Wanneer de EFSA, op basis van een geldig dossier, een advies moet uitbrengen over een in deel C van bijlage III bij Verordening (EG) nr. 1925/2006 opgenomen stof die wordt onderzocht, moet zij:

a)

de in dat dossier opgenomen gegevens openbaar maken overeenkomstig artikel 38, lid 1, punt c), van Verordening (EG) nr. 178/2002, dat van overeenkomstige toepassing is;

b)

belanghebbenden en het publiek raadplegen overeenkomstig artikel 32 quater, lid 2, van Verordening (EG) nr. 178/2002, dat van overeenkomstige toepassing is, op basis van de niet-vertrouwelijke versie van de overeenkomstig deze verordening ingediende gegevens.

Artikel 5 quinquies

Vertrouwelijkheid

Bij de indiening van een dossier kan de exploitant van het levensmiddelenbedrijf of een andere belanghebbende verzoeken bepaalde delen van de ingediende informatie of gegevens als vertrouwelijk te behandelen.

Een dergelijk verzoek om vertrouwelijke behandeling gaat vergezeld van een verifieerbare motivering waaruit blijkt dat de openbaarmaking van dergelijke informatie of gegevens de belangen van de verzoeker aanzienlijk schaadt in de zin van artikel 39, leden 2 en 3, van Verordening (EG) nr. 178/2002, die van overeenkomstige toepassing is.”.

Artikel 2

Inwerkingtreding en toepassing

Deze verordening treedt in werking op de derde dag na die van de bekendmaking ervan in het Publicatieblad van de Europese Unie.

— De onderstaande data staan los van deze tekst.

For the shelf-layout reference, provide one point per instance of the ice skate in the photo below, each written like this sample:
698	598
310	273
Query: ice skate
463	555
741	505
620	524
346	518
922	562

Ze is van toepassing op de dossiers die vanaf die datum bij de EFSA worden ingediend.

Deze verordening is verbindend in al haar onderdelen en is rechtstreeks toepasselijk in elke lidstaat.

Gedaan te Brussel, 26 mei 2021.

Voor de Commissie

De voorzitter

Ursula VON DER LEYEN


(1)  PB L 404 van 30.12.2006, blz. 26.

(2)  Uitvoeringsverordening (EU) nr. 307/2012 van de Commissie van 11 april 2012 tot vaststelling van uitvoeringsvoorschriften voor de toepassing van artikel 8 van Verordening (EG) nr. 1925/2006 van het Europees Parlement en de Raad betreffende de toevoeging van vitaminen en mineralen en bepaalde andere stoffen aan levensmiddelen (PB L 102 van 12.4.2012, blz. 2).

(3)  Verordening (EG) nr. 178/2002 van het Europees Parlement en de Raad van 28 januari 2002 tot vaststelling van de algemene beginselen en voorschriften van de levensmiddelenwetgeving, tot oprichting van een Europese Autoriteit voor voedselveiligheid en tot vaststelling van procedures voor voedselveiligheidsaangelegenheden (PB L 31 van 1.2.2002, blz. 1).

(4)  Verordening (EU) 2019/1381 van het Europees Parlement en de Raad van 20 juni 2019 betreffende de transparantie en duurzaamheid van de EU-risicobeoordeling in de voedselketen en tot wijziging van Verordeningen (EG) nr. 178/2002, (EG) nr. 1829/2003, (EG) nr. 1831/2003, (EG) nr. 2065/2003, (EG) nr. 1935/2004, (EG) nr. 1331/2008, (EG) nr. 1107/2009, en (EU) 2015/2283 en Richtlijn 2001/18/EG (PB L 231 van 6.9.2019, blz. 1).